Govt is clueless on eco, mantris are bluffing: P Chidamabaram
Sources said he would address a press conference in Ranchi, Jharkhand, on Friday where the five-phase Assembly elections are on.
New Delhi: A day after being released on bail after 106 days, former finance minister P. Chidamabaram on Thursday hit the ground running, taking on the Narendra Modi government over the state of the economy and joining his colleagues in Parliament for a protest over the rising price of onions. Sources said he would address a press conference in Ranchi, Jharkhand, on Friday where the five-phase Assembly elections are on.
Addressing the media at the AICC headquarters here, Mr Chidambaram said even after seven months, the Centre believes the economic slowdown was cyclical, but the “government is wrong”.
“It is wrong because it is clueless. It is unable to look for the obvious clues because it is stubborn and mulish in defending its catastrophic mistakes like demonetisation, a flawed GST, tax terrorism, regulatory overkill, protectionism, and centralised control of decision-making in the Prime Minister’s Office,” he said.
Contending that the current slowdown was not cyclical, but structural in nature, he said the government had no solutions or reforms to address the structural problems.
“I believe that the Congress and some other parties are better equipped to pull the economy out of the slowdown and push economic growth, but we have to wait for better times,” the former Union minister added.
He also questioned Prime Minister Narendra Modi’s “unusual silence” on the issue, adding that Mr Modi’s silence left ministers to indulge in “bluff and bluster”.
To a question on industrialist Rahul Bajaj’s remarks to home minister Amit Shah that people were scared to criticise the government, Mr Chidambaram said: “There is fear everywhere. The media is also gripped with fear”.
On finance minister Nirmala Sitharaman’s comments on not eating much onions, he quipped in a lighter vein: “Does she eat avocadoes?”
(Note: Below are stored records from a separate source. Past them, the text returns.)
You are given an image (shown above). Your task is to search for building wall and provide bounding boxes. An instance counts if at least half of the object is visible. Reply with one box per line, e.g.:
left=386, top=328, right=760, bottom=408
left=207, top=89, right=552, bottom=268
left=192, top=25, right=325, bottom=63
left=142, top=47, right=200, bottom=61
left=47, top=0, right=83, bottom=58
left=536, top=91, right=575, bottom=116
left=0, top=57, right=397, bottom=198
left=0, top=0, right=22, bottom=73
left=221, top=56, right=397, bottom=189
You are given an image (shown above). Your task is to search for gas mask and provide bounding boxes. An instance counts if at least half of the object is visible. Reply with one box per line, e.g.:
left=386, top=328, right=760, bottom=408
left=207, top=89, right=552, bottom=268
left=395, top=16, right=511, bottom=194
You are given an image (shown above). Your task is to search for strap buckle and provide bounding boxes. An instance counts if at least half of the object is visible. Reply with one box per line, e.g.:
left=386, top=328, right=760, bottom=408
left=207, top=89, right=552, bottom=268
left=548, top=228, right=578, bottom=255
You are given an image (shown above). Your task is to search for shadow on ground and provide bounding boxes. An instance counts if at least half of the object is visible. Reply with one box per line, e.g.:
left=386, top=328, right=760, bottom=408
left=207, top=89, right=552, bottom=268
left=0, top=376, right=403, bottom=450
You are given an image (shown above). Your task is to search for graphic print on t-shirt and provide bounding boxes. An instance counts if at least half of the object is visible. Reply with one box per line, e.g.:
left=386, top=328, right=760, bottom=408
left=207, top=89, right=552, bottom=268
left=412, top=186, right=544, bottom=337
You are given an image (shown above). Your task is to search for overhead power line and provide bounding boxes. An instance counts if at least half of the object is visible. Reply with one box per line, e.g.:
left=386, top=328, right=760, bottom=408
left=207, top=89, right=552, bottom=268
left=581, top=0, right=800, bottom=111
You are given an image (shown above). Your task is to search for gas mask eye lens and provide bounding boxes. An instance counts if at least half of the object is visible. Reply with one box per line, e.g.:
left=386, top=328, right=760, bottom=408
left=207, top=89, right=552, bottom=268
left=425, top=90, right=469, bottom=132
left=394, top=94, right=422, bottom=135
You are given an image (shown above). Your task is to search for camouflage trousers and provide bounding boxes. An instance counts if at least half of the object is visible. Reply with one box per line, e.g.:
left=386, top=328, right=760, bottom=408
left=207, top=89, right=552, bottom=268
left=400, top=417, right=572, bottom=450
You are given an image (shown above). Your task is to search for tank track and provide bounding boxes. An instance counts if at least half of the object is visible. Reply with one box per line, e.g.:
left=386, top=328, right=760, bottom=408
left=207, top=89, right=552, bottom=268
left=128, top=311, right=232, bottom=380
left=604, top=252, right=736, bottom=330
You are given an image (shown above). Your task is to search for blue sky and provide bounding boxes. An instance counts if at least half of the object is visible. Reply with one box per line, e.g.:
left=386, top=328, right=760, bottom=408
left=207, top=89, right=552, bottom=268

The senior Congress leader, also a former home minister, said he would like to go to Kashmir if the government allowed him to. He said his first thoughts on his release were with the Kashmiri people who “have been denied their basic freedoms since August 4, 2019”.
Asked if parallels can be drawn between the Centre’s assurances on issues in Kashmir and the economy, Mr Chidambaram answered in the negative, saying as far as the economy is concerned “the reason is incompetence, while in Kashmir it is the government’s arrogance”.
On the withdrawal of SPG cover for the Gandhi family, Mr Chidambaram said if the government believed the Gandhi family did not require SPG protection, “then that is a cross the government has to bear”. Sources told this newspaper that the former FM will travel to Ranchi and address a press conference there on Friday afternoon on the state of the economy. Mr Chidambaram was released on bail on Wednesday after spending 106 days in jail.